Ora è di pubblico dominio, e quello che non lo è si può immaginare. Come nella telefonata del 5 ottobre 2008, quando il premier dice a Tarantini che la sera prima era arrivato a mezzanotte da Parigi e stava «un po’ carico perché…». Tarantini comincia a ridere, e Berlusconi prosegue con otto righe di considerazioni coperte dagli inquirenti perché inutilmente offensive, tra le continue risate del suo interlocutore. A Parigi, il premier aveva appena partecipato a un summit con la cancelliera tedesca Angela Merkel, il presidente francese Sarkozy e il primo ministro inglese Brown.

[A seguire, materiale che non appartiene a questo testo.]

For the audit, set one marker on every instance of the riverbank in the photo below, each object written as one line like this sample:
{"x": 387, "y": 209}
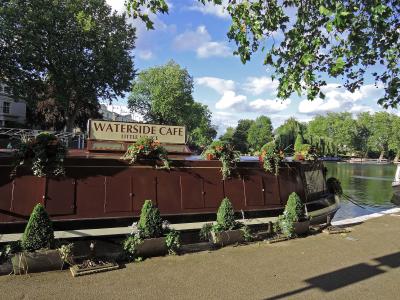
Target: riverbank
{"x": 360, "y": 264}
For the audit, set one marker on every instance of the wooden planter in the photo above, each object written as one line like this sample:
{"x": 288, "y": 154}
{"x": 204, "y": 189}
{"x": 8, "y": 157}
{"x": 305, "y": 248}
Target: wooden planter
{"x": 302, "y": 227}
{"x": 152, "y": 247}
{"x": 229, "y": 237}
{"x": 38, "y": 261}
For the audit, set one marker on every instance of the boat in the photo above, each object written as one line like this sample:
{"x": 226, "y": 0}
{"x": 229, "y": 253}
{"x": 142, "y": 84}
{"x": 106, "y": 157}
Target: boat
{"x": 396, "y": 187}
{"x": 101, "y": 190}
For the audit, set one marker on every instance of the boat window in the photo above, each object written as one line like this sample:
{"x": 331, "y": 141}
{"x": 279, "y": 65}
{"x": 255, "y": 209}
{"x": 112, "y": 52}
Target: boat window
{"x": 315, "y": 181}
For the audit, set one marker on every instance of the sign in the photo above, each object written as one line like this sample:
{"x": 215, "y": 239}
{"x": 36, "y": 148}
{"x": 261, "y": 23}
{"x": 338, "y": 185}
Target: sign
{"x": 130, "y": 132}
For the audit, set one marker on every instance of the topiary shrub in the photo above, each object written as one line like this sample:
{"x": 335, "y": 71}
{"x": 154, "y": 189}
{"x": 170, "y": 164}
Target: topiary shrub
{"x": 150, "y": 223}
{"x": 39, "y": 232}
{"x": 294, "y": 212}
{"x": 226, "y": 216}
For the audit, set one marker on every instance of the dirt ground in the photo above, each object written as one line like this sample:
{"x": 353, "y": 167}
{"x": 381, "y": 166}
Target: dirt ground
{"x": 362, "y": 264}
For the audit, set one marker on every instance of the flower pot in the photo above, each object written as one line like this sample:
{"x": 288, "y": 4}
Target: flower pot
{"x": 229, "y": 237}
{"x": 210, "y": 156}
{"x": 38, "y": 261}
{"x": 301, "y": 227}
{"x": 152, "y": 247}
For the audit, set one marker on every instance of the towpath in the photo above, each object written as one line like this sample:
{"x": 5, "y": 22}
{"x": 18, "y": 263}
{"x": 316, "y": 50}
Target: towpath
{"x": 363, "y": 264}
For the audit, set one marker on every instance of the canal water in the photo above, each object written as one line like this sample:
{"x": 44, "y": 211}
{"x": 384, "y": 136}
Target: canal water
{"x": 369, "y": 185}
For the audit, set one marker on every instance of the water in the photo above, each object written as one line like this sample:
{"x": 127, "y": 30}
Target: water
{"x": 370, "y": 185}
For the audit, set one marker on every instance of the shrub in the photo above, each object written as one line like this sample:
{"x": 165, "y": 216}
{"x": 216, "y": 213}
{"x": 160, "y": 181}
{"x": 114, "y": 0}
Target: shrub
{"x": 226, "y": 216}
{"x": 294, "y": 212}
{"x": 39, "y": 231}
{"x": 150, "y": 223}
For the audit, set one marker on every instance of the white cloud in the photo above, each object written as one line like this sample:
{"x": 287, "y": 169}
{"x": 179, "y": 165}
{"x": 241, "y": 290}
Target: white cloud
{"x": 218, "y": 84}
{"x": 145, "y": 54}
{"x": 268, "y": 106}
{"x": 201, "y": 42}
{"x": 230, "y": 100}
{"x": 339, "y": 99}
{"x": 259, "y": 85}
{"x": 211, "y": 9}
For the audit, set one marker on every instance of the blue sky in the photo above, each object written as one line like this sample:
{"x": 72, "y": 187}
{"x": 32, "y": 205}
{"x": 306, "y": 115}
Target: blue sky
{"x": 195, "y": 37}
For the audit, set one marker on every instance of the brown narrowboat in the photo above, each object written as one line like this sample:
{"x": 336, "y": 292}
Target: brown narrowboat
{"x": 101, "y": 190}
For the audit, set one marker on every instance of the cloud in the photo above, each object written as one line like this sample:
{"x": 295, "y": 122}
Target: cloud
{"x": 218, "y": 84}
{"x": 259, "y": 85}
{"x": 145, "y": 54}
{"x": 339, "y": 99}
{"x": 268, "y": 106}
{"x": 230, "y": 100}
{"x": 211, "y": 9}
{"x": 200, "y": 41}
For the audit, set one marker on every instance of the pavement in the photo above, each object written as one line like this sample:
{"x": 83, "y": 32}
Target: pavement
{"x": 361, "y": 264}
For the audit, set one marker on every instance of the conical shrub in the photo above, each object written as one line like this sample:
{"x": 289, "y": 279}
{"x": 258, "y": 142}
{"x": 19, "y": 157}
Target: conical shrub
{"x": 226, "y": 215}
{"x": 39, "y": 232}
{"x": 150, "y": 222}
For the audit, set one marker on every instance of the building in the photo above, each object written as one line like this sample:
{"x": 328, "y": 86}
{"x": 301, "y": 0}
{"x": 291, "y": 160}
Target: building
{"x": 11, "y": 110}
{"x": 116, "y": 113}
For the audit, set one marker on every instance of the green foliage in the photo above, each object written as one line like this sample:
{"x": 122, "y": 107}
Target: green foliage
{"x": 226, "y": 216}
{"x": 173, "y": 242}
{"x": 294, "y": 211}
{"x": 163, "y": 95}
{"x": 271, "y": 157}
{"x": 38, "y": 232}
{"x": 320, "y": 39}
{"x": 298, "y": 143}
{"x": 147, "y": 147}
{"x": 150, "y": 223}
{"x": 73, "y": 54}
{"x": 44, "y": 154}
{"x": 226, "y": 154}
{"x": 260, "y": 132}
{"x": 205, "y": 231}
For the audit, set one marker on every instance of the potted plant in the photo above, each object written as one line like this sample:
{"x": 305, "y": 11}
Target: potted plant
{"x": 147, "y": 148}
{"x": 226, "y": 230}
{"x": 294, "y": 221}
{"x": 226, "y": 154}
{"x": 37, "y": 242}
{"x": 151, "y": 236}
{"x": 271, "y": 158}
{"x": 44, "y": 154}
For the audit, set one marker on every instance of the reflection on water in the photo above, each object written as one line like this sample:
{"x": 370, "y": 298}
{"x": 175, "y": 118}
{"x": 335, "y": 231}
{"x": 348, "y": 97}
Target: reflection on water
{"x": 368, "y": 184}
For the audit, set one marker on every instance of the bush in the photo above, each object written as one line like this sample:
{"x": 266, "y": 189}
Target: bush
{"x": 39, "y": 232}
{"x": 294, "y": 211}
{"x": 226, "y": 216}
{"x": 150, "y": 223}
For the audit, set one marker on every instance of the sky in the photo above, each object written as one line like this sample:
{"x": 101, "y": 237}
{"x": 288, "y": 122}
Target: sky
{"x": 194, "y": 36}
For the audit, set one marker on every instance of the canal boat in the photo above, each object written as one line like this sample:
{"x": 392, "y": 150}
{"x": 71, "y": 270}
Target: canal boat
{"x": 102, "y": 190}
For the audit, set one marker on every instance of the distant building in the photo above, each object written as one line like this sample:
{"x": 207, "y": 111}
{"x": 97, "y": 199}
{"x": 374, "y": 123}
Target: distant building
{"x": 117, "y": 113}
{"x": 11, "y": 110}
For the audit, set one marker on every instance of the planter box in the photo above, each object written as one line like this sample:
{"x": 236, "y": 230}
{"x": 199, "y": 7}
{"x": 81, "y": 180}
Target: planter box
{"x": 76, "y": 271}
{"x": 6, "y": 268}
{"x": 152, "y": 247}
{"x": 229, "y": 237}
{"x": 39, "y": 261}
{"x": 301, "y": 228}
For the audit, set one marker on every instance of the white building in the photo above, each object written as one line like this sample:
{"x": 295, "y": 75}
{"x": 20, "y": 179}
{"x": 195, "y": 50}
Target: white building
{"x": 11, "y": 110}
{"x": 117, "y": 113}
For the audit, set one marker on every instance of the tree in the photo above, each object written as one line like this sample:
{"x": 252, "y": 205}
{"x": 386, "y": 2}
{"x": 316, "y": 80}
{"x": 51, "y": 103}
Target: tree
{"x": 63, "y": 56}
{"x": 286, "y": 133}
{"x": 239, "y": 137}
{"x": 163, "y": 95}
{"x": 260, "y": 132}
{"x": 340, "y": 39}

Quella conversazione dai contenuti forse imbarazzanti sul piano dei rapporti internazionali dell’Italia è rimasta segreta, ma esiste, e quando Tarantini esternava le sue preoccupazioni a Lavitola non sapeva della censura preventiva. Su questi timori s’innesta, secondo i magistrati napoletani, il ricatto a Berlusconi. Ordito soprattutto da Lavitola. Il quale, all’ex imprenditore che gli descrive allarmato lo scontro interno alla Procura di Bari tra l’ex pm Scelsi e il procuratore Laudati che «pare abbia rallentato le indagini sulla prostituzione nei confronti di Berlusconi», risponde tranquillo: «E questo è buono…. Invece de fa ‘na festa…». Nella ricostruzione dell’accusa, intravedeva l’occasione per aumentare il suo peso nella «gestione» di Tarantini e alzare le richieste economiche al premier.

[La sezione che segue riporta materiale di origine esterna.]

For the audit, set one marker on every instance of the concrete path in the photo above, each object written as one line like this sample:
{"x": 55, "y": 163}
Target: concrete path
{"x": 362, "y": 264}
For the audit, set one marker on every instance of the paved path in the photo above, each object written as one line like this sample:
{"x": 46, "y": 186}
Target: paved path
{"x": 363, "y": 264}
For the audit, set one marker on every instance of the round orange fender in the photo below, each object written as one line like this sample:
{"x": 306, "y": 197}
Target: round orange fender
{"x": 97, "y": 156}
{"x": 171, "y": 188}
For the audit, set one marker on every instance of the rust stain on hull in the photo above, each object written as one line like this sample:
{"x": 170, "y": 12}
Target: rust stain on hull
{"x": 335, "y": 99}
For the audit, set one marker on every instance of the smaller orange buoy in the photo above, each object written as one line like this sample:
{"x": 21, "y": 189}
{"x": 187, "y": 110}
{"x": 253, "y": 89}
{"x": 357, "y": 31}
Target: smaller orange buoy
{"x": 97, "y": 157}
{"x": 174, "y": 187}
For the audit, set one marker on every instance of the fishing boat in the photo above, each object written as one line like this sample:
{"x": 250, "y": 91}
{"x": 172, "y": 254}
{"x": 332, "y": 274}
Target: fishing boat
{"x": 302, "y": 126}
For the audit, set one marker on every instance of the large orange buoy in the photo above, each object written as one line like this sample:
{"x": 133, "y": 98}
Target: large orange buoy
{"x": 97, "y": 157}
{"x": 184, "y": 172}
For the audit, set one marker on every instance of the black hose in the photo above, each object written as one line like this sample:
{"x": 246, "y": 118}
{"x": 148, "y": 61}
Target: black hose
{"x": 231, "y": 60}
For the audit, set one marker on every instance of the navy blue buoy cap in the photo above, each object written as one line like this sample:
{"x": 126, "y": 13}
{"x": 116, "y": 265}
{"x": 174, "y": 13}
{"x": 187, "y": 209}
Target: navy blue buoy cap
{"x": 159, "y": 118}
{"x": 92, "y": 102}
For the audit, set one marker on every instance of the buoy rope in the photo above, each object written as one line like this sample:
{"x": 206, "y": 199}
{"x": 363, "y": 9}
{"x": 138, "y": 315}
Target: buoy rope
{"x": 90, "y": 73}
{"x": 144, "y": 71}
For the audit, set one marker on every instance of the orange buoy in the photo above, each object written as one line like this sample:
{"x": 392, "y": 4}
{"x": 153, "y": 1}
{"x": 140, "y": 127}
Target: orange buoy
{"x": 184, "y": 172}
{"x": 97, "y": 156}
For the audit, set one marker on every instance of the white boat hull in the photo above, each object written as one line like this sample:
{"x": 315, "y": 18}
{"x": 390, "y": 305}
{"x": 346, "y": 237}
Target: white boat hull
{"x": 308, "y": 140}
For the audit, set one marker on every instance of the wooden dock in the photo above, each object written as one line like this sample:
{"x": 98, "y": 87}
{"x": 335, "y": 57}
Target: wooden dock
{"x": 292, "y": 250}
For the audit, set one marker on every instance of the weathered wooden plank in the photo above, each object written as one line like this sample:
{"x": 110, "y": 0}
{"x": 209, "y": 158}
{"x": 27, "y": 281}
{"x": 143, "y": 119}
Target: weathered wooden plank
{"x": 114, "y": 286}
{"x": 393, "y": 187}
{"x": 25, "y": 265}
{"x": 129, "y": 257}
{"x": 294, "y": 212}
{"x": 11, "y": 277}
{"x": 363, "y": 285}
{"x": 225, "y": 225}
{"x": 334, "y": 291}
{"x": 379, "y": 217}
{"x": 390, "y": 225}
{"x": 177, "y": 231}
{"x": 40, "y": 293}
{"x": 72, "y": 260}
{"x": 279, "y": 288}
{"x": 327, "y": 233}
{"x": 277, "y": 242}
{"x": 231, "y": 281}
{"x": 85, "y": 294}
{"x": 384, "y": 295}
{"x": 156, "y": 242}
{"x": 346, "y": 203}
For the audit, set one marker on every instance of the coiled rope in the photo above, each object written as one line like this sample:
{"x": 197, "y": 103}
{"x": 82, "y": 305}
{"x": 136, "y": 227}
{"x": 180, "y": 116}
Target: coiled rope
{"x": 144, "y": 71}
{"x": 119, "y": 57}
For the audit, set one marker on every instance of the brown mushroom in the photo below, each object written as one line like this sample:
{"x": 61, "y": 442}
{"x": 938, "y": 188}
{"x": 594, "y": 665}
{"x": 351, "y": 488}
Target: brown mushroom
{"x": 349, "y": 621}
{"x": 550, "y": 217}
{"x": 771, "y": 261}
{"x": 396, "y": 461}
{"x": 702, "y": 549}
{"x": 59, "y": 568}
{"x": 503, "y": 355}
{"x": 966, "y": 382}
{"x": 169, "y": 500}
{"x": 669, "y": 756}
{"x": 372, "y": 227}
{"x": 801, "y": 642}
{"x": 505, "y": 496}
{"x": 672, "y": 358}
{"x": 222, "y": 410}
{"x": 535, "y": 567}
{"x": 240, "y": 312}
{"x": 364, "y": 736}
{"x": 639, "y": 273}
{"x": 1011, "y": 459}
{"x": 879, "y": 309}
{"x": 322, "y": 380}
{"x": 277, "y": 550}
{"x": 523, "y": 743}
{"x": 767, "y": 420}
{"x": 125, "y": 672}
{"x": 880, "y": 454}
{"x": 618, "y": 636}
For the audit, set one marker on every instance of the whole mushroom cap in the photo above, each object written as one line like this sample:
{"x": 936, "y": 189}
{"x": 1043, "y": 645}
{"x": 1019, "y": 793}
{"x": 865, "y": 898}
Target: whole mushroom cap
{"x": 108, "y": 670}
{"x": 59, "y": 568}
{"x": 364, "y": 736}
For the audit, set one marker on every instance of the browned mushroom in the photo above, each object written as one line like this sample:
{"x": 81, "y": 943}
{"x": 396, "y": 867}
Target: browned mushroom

In questa ottica, le frizioni tra i magistrati baresi diventano altro presupposto e un possibile riscontro al ricatto ipotizzato. Il 5 luglio Tarantini confidava a Lavitola: «Quello a Nicola gli ha messo l’ansia… ha detto che è catastrofica… che il suo ruolo è fallito… perché lui era convinto, ti ricordi, di archiviarla…». Nicola è l’avvocato Nicola Quaranta, all’epoca difensore di Tarantini, e «quello» dovrebbe essere il procuratore Laudati. Il quale — come denunciato al Csm dall’ex sostituto Scelsi, primo titolare dell’indagine sulla prostituzione collegata a Tarantini e Berlusconi — ordinò alla Finanza di consegnare a lui l’informativa finale anziché a Scelsi. Accadeva a fine giugno, pochi giorni prima del colloquio tra Laudati e l’avvocato Quaranta (che lo riferisce in termini diversi da quelli raccontati da Tarantini) e della susseguente fibrillazione.

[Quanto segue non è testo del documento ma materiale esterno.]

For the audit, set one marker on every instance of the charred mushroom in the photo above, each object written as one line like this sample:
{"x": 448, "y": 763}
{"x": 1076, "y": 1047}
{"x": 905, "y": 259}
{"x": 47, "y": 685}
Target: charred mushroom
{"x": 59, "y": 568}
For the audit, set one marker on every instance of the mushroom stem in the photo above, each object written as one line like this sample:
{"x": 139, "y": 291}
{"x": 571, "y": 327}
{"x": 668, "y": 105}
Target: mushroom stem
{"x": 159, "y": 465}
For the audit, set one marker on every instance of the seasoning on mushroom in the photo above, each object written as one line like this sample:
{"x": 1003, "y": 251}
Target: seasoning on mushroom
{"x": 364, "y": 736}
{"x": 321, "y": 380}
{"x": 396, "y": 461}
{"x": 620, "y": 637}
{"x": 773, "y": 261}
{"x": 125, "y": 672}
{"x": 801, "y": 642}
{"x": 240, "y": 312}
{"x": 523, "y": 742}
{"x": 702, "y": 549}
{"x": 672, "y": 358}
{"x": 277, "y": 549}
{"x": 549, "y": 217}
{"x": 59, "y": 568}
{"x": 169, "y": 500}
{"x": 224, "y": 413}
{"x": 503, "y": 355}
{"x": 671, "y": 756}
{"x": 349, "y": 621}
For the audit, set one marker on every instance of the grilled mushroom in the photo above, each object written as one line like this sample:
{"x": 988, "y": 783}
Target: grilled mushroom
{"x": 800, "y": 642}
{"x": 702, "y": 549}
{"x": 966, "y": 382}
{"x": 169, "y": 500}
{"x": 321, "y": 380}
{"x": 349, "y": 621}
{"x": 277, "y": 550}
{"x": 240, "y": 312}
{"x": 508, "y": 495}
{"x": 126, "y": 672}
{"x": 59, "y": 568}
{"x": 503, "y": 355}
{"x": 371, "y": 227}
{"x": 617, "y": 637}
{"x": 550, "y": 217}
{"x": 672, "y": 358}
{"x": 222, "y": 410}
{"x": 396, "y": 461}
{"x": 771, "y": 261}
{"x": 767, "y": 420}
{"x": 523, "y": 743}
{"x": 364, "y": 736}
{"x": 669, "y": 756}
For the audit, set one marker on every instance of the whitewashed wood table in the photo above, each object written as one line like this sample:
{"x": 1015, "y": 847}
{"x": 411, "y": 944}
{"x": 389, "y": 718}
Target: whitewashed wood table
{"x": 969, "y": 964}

Tutto ciò è materia di una terza inchiesta avviata dalla Procura di Lecce, competente per i fatti che coinvolgono i magistrati baresi. Ieri i pm di Lecce e Napoli hanno interrogato i loro colleghi Scelsi e Eugenia Pontassuglia, oggi delegata all’indagine sulle escort, per capire quel che è accaduto nell’ufficio diretto da Laudati.
Del «sistema volto a indurre e favorire la concessione di favori sessuali» orchestrato da Gianpaolo Tarantini e arrivato nelle case del presidente del Consiglio, dunque, si occupano già  tre Procure. Con una quarta, quella di Milano, che procede per prostituzione minorile a carico di Berlusconi in un processo che secondo la stessa difesa del premier è tanto «collegato» da impedire all’imputato milanese di presentarsi a Napoli come testimone. Inoltre, sostengono gli avvocati di Berlusconi, la competenza sull’eventuale estorsione sarebbe non di Napoli ma di Roma: la quinta Procura che potrebbe essere chiamata a valutare i costumi sessuali del capo del governo e i giochi di potere a essi collegati.